João Paulo Correia - 4 set. 07:00
O interesse público da Comissão de Inquérito
O interesse público da Comissão de Inquérito
Em nome do interesse público, há que apurar se alguma entidade privada beneficiou direta ou indiretamente com o tratamento das crianças no SNS
A Comissão Parlamentar de Inquérito (CPI) – “Gémeas Tratadas com o Medicamento Zolgensma" é uma criação potestativa do CH, que recorreu a esta prerrogativa regimental para contornar a previsível derrota de uma votação plenária. O PS anunciou que votaria contra.
Uma vez constituída, os partidos têm de participar na CPI e cabe aos Deputados que os representam a procura de verdade no absoluto respeito pelos direitos constitucionais.
Desde a primeira hora que o CH caiu na perigosa tentação de se apropriar do Inquérito Parlamentar, procurando instrumentalizar a CPI para outros fins da sua agenda política. Ao fazê-lo sucessivamente, corre o sério risco de submeter a CPI a uma espécie de "filicídio". A CPI é da Assembleia da República. Não é propriedade do partido requerente.
O CH impôs a primeira audição a António Lacerda Sales porque estávamos em plena campanha das Europeias e fê-lo sabendo que ainda não tinha sido possível aos Deputados analisar a documentação enviada à CPI. Propôs a audição do Presidente da República (PR) antes da consulta da documentação enviada pela Casa Civil. Propôs a audição de António Costa na semana em que se iniciou o processo para Presidente do Conselho Europeu e quando nada nem ninguém o implica neste caso. Insistiu na audição de Francisco André (ex-Chefe de Gabinete do Primeiro-Ministro), que veio a confirmar-se inútil. Por fim, vem agora propor as audições de ex-membros de gabinete do anterior governo, sujeitando essas audições ao mesmo impacto público de inutilidade.
O que sabemos até agora?
A mãe das crianças fez o que qualquer mãe faria para proteger e salvar os seus filhos. O processo de atribuição da nacionalidade decorreu dentro da legalidade e da normalidade dos prazos.
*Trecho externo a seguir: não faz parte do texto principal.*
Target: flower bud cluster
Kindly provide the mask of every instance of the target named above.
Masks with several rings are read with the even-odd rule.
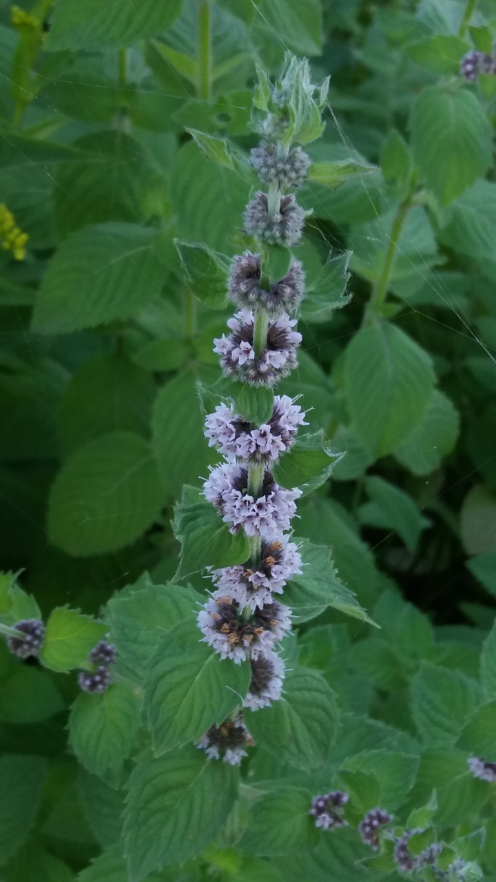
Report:
[[[312,802],[309,814],[315,818],[315,826],[323,830],[332,830],[336,826],[346,826],[348,821],[342,817],[341,809],[348,802],[348,794],[342,790],[333,790],[325,796],[318,796]]]
[[[112,683],[110,665],[116,661],[116,647],[111,643],[101,640],[93,647],[88,656],[88,662],[93,669],[82,670],[78,676],[79,689],[83,692],[100,694],[105,692]]]
[[[268,192],[255,192],[246,206],[244,229],[257,249],[231,262],[229,295],[238,311],[227,323],[229,333],[214,340],[224,374],[252,386],[270,388],[297,365],[302,337],[292,314],[304,294],[304,273],[299,260],[274,246],[297,244],[304,226],[305,212],[286,191],[303,183],[310,166],[297,144],[322,131],[327,84],[317,92],[316,97],[308,63],[288,57],[275,86],[260,74],[255,96],[252,122],[263,141],[252,151],[251,161]],[[291,142],[297,146],[291,148]],[[281,269],[271,270],[274,265]],[[297,487],[279,486],[271,467],[290,449],[298,427],[306,425],[304,416],[296,400],[275,395],[272,414],[261,424],[250,422],[226,403],[205,422],[209,445],[224,460],[211,468],[204,496],[232,534],[244,532],[250,556],[243,564],[211,571],[214,589],[199,613],[198,625],[203,640],[222,660],[250,663],[244,706],[252,711],[277,701],[283,690],[284,663],[277,645],[290,630],[291,619],[278,595],[302,572],[297,546],[288,533],[302,493]],[[211,727],[199,747],[212,759],[237,764],[248,744],[239,715]]]

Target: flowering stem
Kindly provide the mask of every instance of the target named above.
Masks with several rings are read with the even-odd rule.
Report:
[[[1,622],[0,634],[5,634],[6,637],[17,637],[22,640],[26,637],[26,634],[22,631],[18,631],[17,628],[11,628],[8,624],[2,624]]]
[[[198,5],[198,93],[203,101],[212,99],[212,10],[210,0]]]
[[[253,348],[255,358],[259,358],[262,349],[267,346],[267,329],[268,318],[265,310],[255,310],[255,326],[253,328]]]
[[[458,36],[464,37],[467,33],[467,27],[470,23],[470,19],[476,11],[476,6],[477,4],[477,0],[467,0],[467,5],[465,6],[465,11],[462,17],[462,21],[460,22],[460,27],[458,28]]]

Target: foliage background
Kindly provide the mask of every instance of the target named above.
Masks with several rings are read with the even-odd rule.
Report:
[[[131,0],[111,12],[100,0],[56,0],[37,8],[49,29],[22,16],[13,26],[0,4],[0,198],[29,235],[24,260],[0,257],[0,564],[23,570],[44,617],[64,603],[97,615],[146,570],[155,584],[171,578],[172,506],[214,461],[195,381],[219,375],[211,341],[229,310],[193,299],[173,239],[236,253],[250,185],[208,162],[187,128],[248,151],[255,62],[274,73],[289,49],[311,56],[316,79],[332,75],[312,160],[377,167],[301,194],[313,210],[298,254],[308,280],[329,248],[349,249],[353,298],[331,319],[304,312],[298,371],[281,386],[303,394],[312,427],[348,451],[332,483],[299,505],[297,532],[333,546],[342,581],[382,631],[327,611],[299,636],[300,664],[323,671],[345,714],[373,721],[355,753],[395,738],[407,752],[416,738],[451,750],[447,731],[457,737],[477,703],[470,684],[495,616],[496,77],[467,86],[457,74],[468,49],[491,49],[496,22],[487,0],[469,28],[466,8],[222,0],[210,81],[193,0],[150,0],[139,13]],[[364,333],[371,287],[382,324]],[[75,681],[34,678],[26,666],[15,681],[19,666],[1,649],[0,788],[10,796],[17,782],[20,818],[14,835],[0,814],[2,878],[30,882],[36,863],[38,882],[70,879],[118,838],[122,792],[90,781],[66,751]],[[426,680],[425,663],[436,666]],[[423,716],[432,689],[436,706],[453,689],[464,708],[455,725],[446,707],[441,735]],[[267,757],[258,754],[258,780],[273,775]],[[433,781],[430,757],[412,804],[449,786],[442,829],[479,811],[490,818],[485,784],[465,766]],[[455,804],[466,811],[451,817]],[[346,866],[351,879],[342,842],[341,869],[322,872]],[[250,878],[225,856],[205,860]],[[493,845],[485,860],[496,874]],[[309,871],[289,863],[285,878]]]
As crianças tinham direito ao SNS e nada veio demonstrar que passaram à frente de outras. Até hoje, 36 crianças foram tratadas com o Zolgensma.
Foi Juliana Vilela Drumond, agente de seguros da MDS Brasil, quem informou em várias ocasiões o companheiro Nuno Rebelo de Sousa (NRS) sobre o processo das crianças. Com essa informação, NRS moveu "mundos e fundos" a favor do processo. A MDS é das principais parceiras da seguradora brasileira AMIL, bem como das empresas mais destacadas da Câmara Portuguesa de Comércio de S. Paulo, liderada na altura por NRS.
Os seguros de saúde das crianças foram contratados à AMIL, que em 2019 e 2020 acumulou prejuízos. À época, a AMIL detinha o Lusíadas Saúde. As primeiras consultas das crianças em Portugal foram marcadas no Hospital Lusíadas Lisboa com a médica Teresa Moreno. Estranhamente, foram desmarcadas, pois seriam bastante para referenciar o tratamento das crianças no SNS. Nesses mesmos dias, as consultas foram marcadas no Hospital Santa Maria com a médica Teresa Moreno (!).
Os processos judiciais movidos na justiça brasileira contra a AMIL dão conta dos pagamentos milionários a que esta ficou obrigada no tratamento das crianças através do medicamento Spinraza. Aparentemente, o tratamento das crianças em Portugal desobrigou a AMIL perante a justiça brasileira, o que levará a CPI a indagar se esta circunstância permitiu à seguradora encaixar uma poupança considerável pelo facto de ficar desobrigada no tratamento das crianças.